Wednesday, June 30, 2010
This trip saved the best for last: Machu Picchu and then the magical town of Cusco. This is by far the most beautiful town I have seen in Latin America. It reminded me of the way Quito looked in 1972—before Quito became a big city with high-rises obscuring the view of the mountains. In Cusco wherever we went, the mountains were a powerful presence.
Since we were in a city, we could break way from the group and move at our own (very slow) pace. We stayed with the tour for the half day city tour. It’s always good to get an over view before branching out on your own.
The first stop was the Dominican monastery— built on the foundations of an Inca Temple. A 1950 earthquake revealed the Inca Temple and the rich heritage the Dominicans had tried so hard to suppress. If we had been on our own we would have spent the entire morning there. Rick and I move slowly through museums, but there’s no leisurely lingering with a tour group and we were on to the next stop.
After the city tour, we decided to break away from the group and spend our last day and a half in Cusco seeing the town our way, at our pace. It meant missing a bus tour that included the famous Inca fortress of Sacsayhuaman, but if we had gone on the scheduled tour, we would have been captives on the tour bus and would have had to spend the rest of the day on the shopping trips arranged by the tour company.
I’m not much of a shopper and these shopping expeditions seem to be incorporated into most group tours.

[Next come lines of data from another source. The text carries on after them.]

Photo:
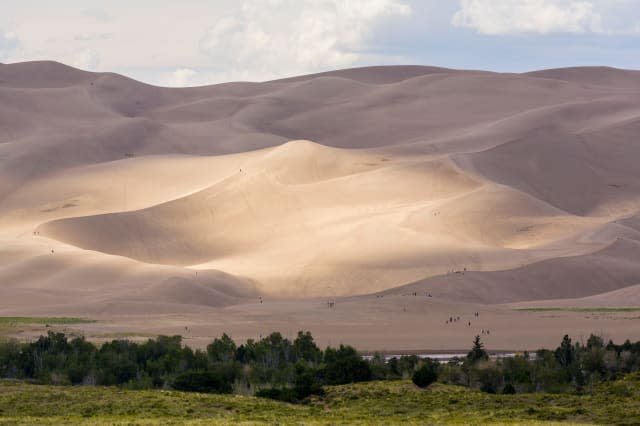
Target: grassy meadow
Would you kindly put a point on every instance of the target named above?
(378, 402)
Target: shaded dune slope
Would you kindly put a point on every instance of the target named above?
(394, 174)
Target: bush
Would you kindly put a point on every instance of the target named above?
(426, 374)
(202, 381)
(509, 389)
(279, 394)
(344, 365)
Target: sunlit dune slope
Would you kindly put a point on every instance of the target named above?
(340, 183)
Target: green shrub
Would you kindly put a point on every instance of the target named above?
(426, 374)
(202, 381)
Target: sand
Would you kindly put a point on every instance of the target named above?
(157, 210)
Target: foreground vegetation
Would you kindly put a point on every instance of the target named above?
(300, 383)
(377, 402)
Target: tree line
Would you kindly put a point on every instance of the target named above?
(279, 368)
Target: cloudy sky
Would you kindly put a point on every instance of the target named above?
(193, 42)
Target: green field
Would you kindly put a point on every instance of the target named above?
(380, 402)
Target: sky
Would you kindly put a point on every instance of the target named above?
(197, 42)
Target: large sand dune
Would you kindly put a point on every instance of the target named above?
(120, 198)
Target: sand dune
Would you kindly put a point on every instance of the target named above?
(121, 198)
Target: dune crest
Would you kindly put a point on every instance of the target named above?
(346, 183)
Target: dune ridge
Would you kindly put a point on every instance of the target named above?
(121, 197)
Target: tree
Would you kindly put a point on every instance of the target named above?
(565, 354)
(222, 350)
(306, 349)
(426, 374)
(202, 381)
(344, 365)
(477, 352)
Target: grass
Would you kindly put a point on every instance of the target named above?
(392, 402)
(588, 310)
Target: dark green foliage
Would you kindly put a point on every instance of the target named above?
(293, 371)
(477, 352)
(509, 389)
(279, 394)
(426, 374)
(202, 381)
(344, 365)
(222, 350)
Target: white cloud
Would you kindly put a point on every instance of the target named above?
(8, 43)
(273, 38)
(528, 16)
(86, 59)
(181, 77)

Rick and I could easily pass on the silver factory and the vicuna factory, but the tour company knows its customers, and most were very happy to have these shopping opportunities.
To be fair, one shopping trip, to the workshop of Seminario, a well-known ceramicist, was really worth it, and we bought a beautiful ceramic clock for our kitchen—we actually needed a new kitchen clock, as ours died right before we left for Peru. But this tour was too heavy on the shopping and too light on cultural / historical attractions.
So instead of shopping we saw some of the major sites of Cusco—including the cathedral which is actually a complex of churches and a treasure trove of colonial art. When we asked our guide why such a major cultural site was not included as part of the group tour, he said it used to be included but when the cathedral raised the price of admission, the tour company decided to drop the cathedral. Huh?
So, bottom line: we’re not going on any more group tours. If we can’t go some place on our own, then we just won’t go there. I’ve accepted the fact that there are many places I will never see, and that’s okay. My husband and I did a lot of traveling during our working years, so I don’t have all these pent-up travel desires. I wish I had done more adventure travel when I was younger, but you can’t do it all, can’t have it all.
Rick and I learned something about ourselves as travelers, or perhaps it's more accurate to say the trip confirmed what we always suspected: we are just not meant for group travel. But despite all my complaints, I’m really happy to have seen Machu Picchu and Cusco. If I were younger, I’d plan a return trip for some future date, but at this stage of life, travel opportunities narrow. One trip to Machu Picchu in a lifetime will have to do.